Abstract: The classical Picard theorem from complex analysis states that a holomorphic map from the complex plane to itself omits at most one point. Of course, the exponential mapping shows that Picard's theorem is sharp. In higher dimensional quasiconformal geometry (i.e. when we allow bounded distortion of the conformal structure), Picard's theorem appears in the form of Rickman's theorem (1980): A quasiregular mapping from the Euclidean space to itself the cardinality of the omitted set is bounded by a constant depending only on the dimension and distortion of the mapping. Also this result is sharp.

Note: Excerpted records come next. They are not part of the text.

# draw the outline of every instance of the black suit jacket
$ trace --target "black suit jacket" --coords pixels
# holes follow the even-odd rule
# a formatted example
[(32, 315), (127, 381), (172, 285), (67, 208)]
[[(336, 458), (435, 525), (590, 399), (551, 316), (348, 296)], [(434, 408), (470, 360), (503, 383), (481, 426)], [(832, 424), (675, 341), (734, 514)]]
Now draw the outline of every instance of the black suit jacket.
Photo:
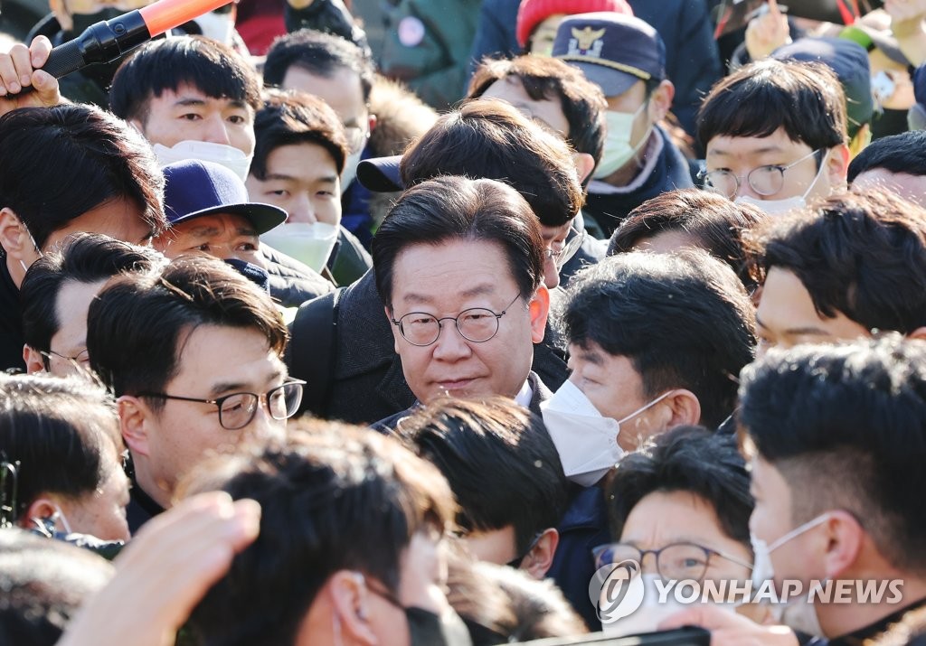
[[(301, 333), (298, 315), (296, 321), (294, 335)], [(341, 295), (331, 395), (324, 410), (315, 413), (327, 419), (369, 425), (415, 403), (395, 354), (391, 328), (373, 271), (368, 271)], [(556, 389), (566, 380), (568, 371), (563, 353), (553, 347), (552, 331), (548, 329), (547, 332), (544, 342), (534, 345), (532, 368), (546, 384), (544, 389)], [(311, 351), (311, 341), (300, 340), (302, 352)]]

In this talk, I will discuss these Picard type results and their cohomological counterparts for quasiregular mappings from Euclidean spaces to closed Riemannian manifolds, especially the following result: If a closed Riemannian n-manifold admits a quasiregular mapping from the n-Euclidean space, then its de Rham cohomology embeds into the exterior algebra of R^n. 

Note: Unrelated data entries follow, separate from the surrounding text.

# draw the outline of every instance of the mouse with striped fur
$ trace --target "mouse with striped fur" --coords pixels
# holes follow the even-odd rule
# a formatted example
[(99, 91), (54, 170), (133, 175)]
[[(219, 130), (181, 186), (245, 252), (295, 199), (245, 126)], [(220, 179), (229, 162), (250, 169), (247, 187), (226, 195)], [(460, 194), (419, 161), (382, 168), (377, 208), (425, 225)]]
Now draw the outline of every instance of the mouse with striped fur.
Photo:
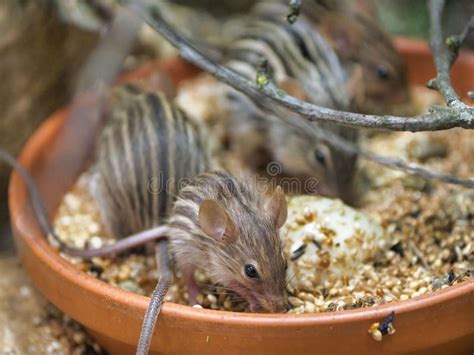
[[(281, 189), (216, 170), (206, 132), (161, 94), (115, 89), (93, 170), (103, 220), (116, 238), (166, 224), (172, 258), (195, 302), (196, 267), (255, 311), (286, 310)], [(162, 188), (150, 189), (150, 181)]]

Bio-Sketch: Pekka Pankka received his PhD from the University of Helsinki in 2005, and is now a professor at the University of Helsinki and the Vice President of Finnish Mathematical Society. His research interests include analysis of complex variables, metric geometry, geometric topology, and focus on quasiconformal mappings in particular. In these areas, he has produced more than 40 research articles, publishing on renowed journals including Acta Mathematica and Duke Mathematical Journal.